Opinion
No. 84-366.
May 15, 1985.
APPEAL FROM 30TH JUDICIAL DISTRICT COURT, PARISH OF VERNON, STATE OF LOUISIANA, HONORABLE TED R. BROYLES, J.
Jack L. Simms, Jr., Leesville, for defendants-appellants.
Mitchel M. Evans, Deridder, for plaintiffs-appellees.
Before DOMENGEAUX, DOUCET and YELVERTON, JJ.
There are two issues presented by this appeal of the trial court's refusal to issue a preliminary injunction to stop the sale of immovable property under executory process. The first issue questions whether the establishment of a course of conduct between the parties to a mortgage tolerating late payments entitled the mortgagor to a warning, under the "doctrine of forbearance", as a condition precedent to executory process based on a single late payment. The second issue questions whether the breach of a provision in a mortgage affecting immovables, requiring the mortgagor to provide fire and extended coverage insurance with a loss-payable endorsement in favor of the mortgagee, is ground for acceleration of the installment note which the mortgage secures, and consequent executory process, when the mortgagor fails, after repeated demand, to provide the loss-payable endorsement. The trial judge did not make a specific finding as to the first issue, but ruled in favor of the mortgagees as to the second issue, and refused to enjoin the sale under executory process. We will discuss both issues in this opinion. We affirm the trial court, agreeing with him that the breach of the obligation described in the second issue authorized executory process, and that he correctly refused to enjoin the sale. We affirm, but remand, since the decision appealed was a judgment denying a preliminary injunction, and the defendants still have a right to a trial on the merits of their demand for a permanent injunction.

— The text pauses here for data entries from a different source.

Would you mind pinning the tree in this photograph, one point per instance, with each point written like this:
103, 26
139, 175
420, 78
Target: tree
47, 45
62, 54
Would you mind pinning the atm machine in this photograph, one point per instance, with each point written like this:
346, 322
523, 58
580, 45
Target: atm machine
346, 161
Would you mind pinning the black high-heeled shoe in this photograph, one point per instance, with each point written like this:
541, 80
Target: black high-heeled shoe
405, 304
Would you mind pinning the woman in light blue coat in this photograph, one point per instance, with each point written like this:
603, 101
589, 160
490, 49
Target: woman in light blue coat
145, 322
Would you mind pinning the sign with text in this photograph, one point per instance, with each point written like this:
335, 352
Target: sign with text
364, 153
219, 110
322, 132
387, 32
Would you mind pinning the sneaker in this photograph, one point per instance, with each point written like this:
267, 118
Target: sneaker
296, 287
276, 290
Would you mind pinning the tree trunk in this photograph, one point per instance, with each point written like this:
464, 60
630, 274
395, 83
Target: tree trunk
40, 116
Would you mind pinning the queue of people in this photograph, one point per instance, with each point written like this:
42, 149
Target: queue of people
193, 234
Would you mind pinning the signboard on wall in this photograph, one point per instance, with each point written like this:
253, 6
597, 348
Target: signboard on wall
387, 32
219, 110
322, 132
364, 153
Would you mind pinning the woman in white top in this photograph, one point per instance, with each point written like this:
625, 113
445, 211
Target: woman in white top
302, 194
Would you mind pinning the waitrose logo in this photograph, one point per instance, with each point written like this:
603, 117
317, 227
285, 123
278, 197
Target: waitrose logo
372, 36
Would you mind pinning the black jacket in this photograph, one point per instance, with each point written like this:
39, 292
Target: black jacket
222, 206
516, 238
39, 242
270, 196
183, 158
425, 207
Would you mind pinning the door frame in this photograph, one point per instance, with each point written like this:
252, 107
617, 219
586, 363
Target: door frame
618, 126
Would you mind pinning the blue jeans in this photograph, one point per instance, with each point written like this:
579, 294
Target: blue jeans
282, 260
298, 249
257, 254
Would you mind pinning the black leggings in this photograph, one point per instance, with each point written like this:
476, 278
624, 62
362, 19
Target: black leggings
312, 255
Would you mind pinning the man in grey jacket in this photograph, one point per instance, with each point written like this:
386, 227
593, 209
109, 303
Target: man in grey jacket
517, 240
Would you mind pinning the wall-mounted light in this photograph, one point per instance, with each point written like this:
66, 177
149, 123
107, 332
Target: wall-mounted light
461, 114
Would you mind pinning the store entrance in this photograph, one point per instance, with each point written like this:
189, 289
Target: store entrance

Leonidas Holt and Mildred Gibson Holt sold some property in 1978 to Walter A. Fletcher and Ruth A. Harvard Fletcher. Part of the price was a promissory note for $25,000 payable in monthly installments of $249.19 each on the 13th day of each month. The note was secured by mortgage on the property sold. The mortgage contained an acceleration provision in the event of failure to pay any of the notes or installments when due, or the failure to pay interest promptly when due, or the failure to pay the taxes on said property before delinquent, or the failure to keep buildings on the mortgaged property insured. A further provision in the mortgage required that the Fletchers keep the improvements on the property insured against loss by fire and extended coverage insurance for at least $15,000, loss, if any, payable to the holder of the note, as his interest may appear.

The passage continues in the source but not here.